Determination of magnetic field effects on a jet diffusion flame in a microgravity environment

Abstract

The effect of magnetic fields on a laminar jet diffusion flames has been investigated by using a microgravity environment. The magnetic field was changed from fairly low (around 0 mT) to strong (around 215 mT) intensities. The effect of oxygen concentration was also investigated. The buoyancy caused by gravity is dominant for diffusion flames under normal gravity, so the microgravity environment was used to allow an observation of the effect of the magnetic field on combustion, especially for weak magnetic fields.

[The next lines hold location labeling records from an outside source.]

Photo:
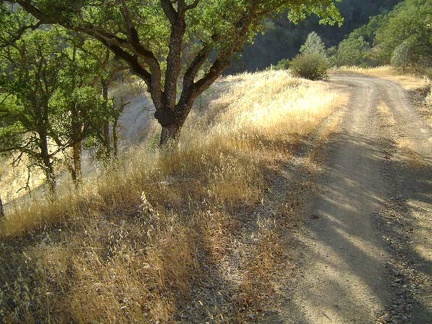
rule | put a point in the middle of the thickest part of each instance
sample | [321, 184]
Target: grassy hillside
[195, 236]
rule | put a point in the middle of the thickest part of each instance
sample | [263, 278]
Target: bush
[282, 65]
[312, 66]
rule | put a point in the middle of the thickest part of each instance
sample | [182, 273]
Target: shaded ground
[367, 248]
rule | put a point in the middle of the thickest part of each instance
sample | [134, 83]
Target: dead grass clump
[149, 240]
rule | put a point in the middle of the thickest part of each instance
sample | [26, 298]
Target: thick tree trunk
[76, 156]
[170, 135]
[2, 214]
[47, 163]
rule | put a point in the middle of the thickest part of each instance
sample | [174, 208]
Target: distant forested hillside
[283, 39]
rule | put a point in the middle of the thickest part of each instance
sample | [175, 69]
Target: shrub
[311, 66]
[282, 64]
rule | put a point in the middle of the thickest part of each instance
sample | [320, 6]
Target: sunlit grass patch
[138, 241]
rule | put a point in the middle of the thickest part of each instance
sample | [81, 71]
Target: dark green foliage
[350, 52]
[313, 44]
[284, 39]
[311, 66]
[283, 65]
[405, 39]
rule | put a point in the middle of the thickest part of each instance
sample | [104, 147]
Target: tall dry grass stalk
[149, 240]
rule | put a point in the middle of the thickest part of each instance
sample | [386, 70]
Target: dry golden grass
[152, 239]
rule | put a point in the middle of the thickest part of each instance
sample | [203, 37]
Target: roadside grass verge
[166, 238]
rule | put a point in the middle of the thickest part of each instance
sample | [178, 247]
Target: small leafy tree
[28, 79]
[311, 63]
[178, 48]
[310, 66]
[351, 51]
[49, 102]
[313, 45]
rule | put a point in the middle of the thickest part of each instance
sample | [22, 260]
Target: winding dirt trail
[367, 247]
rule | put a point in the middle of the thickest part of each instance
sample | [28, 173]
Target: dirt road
[368, 247]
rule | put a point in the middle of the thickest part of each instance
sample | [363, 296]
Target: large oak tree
[178, 47]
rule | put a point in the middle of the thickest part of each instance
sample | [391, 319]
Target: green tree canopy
[179, 48]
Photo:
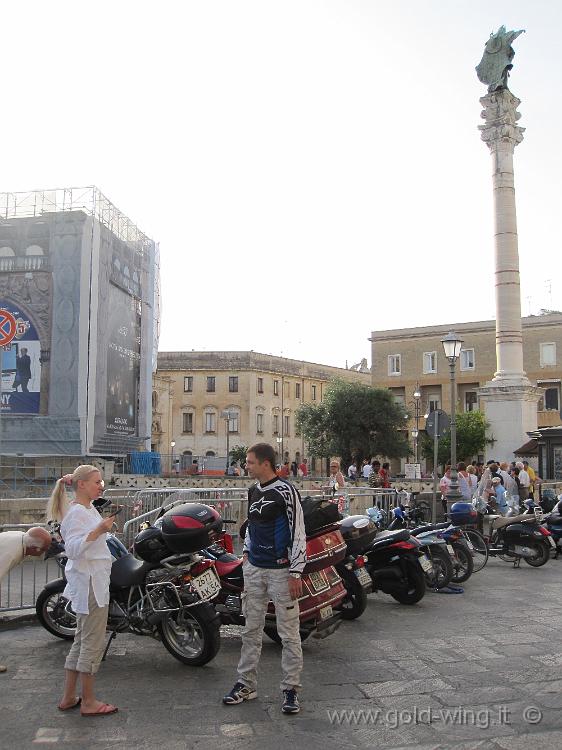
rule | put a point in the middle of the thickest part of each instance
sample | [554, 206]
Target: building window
[394, 366]
[467, 359]
[548, 355]
[551, 399]
[429, 362]
[188, 422]
[470, 401]
[433, 402]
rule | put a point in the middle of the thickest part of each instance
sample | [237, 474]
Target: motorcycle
[521, 537]
[166, 595]
[396, 565]
[322, 603]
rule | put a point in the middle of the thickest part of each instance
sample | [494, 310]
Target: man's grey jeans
[260, 586]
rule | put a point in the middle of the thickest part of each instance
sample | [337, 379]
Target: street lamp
[452, 344]
[227, 416]
[172, 446]
[416, 431]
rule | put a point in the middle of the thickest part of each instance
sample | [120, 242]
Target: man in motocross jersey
[274, 557]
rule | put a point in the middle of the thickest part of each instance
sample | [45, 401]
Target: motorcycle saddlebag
[323, 550]
[190, 527]
[318, 513]
[358, 532]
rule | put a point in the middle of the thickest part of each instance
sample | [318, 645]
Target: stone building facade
[193, 392]
[404, 358]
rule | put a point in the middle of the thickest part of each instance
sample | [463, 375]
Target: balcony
[23, 263]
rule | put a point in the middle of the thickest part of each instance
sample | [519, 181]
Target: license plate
[326, 612]
[207, 585]
[318, 580]
[363, 577]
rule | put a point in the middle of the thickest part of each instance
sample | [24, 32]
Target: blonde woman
[87, 573]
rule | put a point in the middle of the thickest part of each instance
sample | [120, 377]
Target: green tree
[354, 420]
[471, 439]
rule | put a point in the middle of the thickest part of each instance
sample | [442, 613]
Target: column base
[511, 410]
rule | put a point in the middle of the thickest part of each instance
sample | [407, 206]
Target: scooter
[521, 537]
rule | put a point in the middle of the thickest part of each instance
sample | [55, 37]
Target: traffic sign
[437, 422]
[7, 327]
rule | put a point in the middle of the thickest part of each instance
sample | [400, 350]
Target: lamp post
[226, 415]
[416, 430]
[452, 344]
[172, 446]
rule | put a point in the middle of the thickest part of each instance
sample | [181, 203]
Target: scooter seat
[224, 568]
[430, 527]
[502, 521]
[128, 571]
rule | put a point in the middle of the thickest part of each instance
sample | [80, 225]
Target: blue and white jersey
[275, 537]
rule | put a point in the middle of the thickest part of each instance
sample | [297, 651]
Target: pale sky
[312, 169]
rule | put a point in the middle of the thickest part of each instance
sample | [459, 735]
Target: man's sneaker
[290, 702]
[239, 693]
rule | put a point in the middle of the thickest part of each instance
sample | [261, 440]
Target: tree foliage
[471, 439]
[354, 421]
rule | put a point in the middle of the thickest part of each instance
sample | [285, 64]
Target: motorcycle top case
[150, 546]
[318, 513]
[358, 532]
[323, 550]
[190, 527]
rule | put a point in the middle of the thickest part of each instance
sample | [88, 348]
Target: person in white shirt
[15, 545]
[87, 573]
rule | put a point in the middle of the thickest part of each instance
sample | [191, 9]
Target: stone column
[510, 399]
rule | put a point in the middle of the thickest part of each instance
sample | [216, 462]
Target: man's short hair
[264, 452]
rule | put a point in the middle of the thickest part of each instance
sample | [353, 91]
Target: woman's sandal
[104, 710]
[74, 705]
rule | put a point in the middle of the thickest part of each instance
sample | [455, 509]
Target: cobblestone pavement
[477, 670]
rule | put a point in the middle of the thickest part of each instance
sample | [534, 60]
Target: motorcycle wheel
[463, 564]
[355, 602]
[192, 635]
[271, 632]
[542, 556]
[442, 569]
[416, 585]
[53, 615]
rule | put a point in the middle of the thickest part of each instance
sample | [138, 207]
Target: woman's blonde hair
[57, 506]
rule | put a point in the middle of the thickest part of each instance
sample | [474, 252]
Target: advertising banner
[21, 366]
[123, 362]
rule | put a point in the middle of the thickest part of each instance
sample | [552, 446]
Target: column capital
[500, 114]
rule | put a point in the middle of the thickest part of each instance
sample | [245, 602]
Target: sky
[312, 169]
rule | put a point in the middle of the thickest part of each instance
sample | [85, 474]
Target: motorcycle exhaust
[517, 549]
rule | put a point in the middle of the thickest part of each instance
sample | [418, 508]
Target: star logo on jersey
[260, 504]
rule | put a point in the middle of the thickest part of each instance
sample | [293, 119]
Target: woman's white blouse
[87, 561]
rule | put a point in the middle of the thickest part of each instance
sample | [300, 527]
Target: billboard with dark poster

A steady flame could be sustained with a field intensity larger than a critical value that depends on the O 2 concentration. The critical value was determined experimentally and evaluated with a nondimensional number corresponding to the Grashof number used for gravitational fields. The changes in combustion characteristics, that is, flame shape, length, brightness, and color, were evaluated as a function of the magnetic-field intensity. The flame length decreased with increases in the magnetic-field strength, and the color of the flame shifted from red to yellow, indicating a temperature increase with increases in magnetic-field strength. By evaluating the changes in the flame color with chromaticity treatment, it was concluded that the effect of the magnetic field is dominated by F [O 2 ], where F is the magnetic force acting on the combustion, a function of field strength, and [O 2 ] is the surrounding oxygen concentration.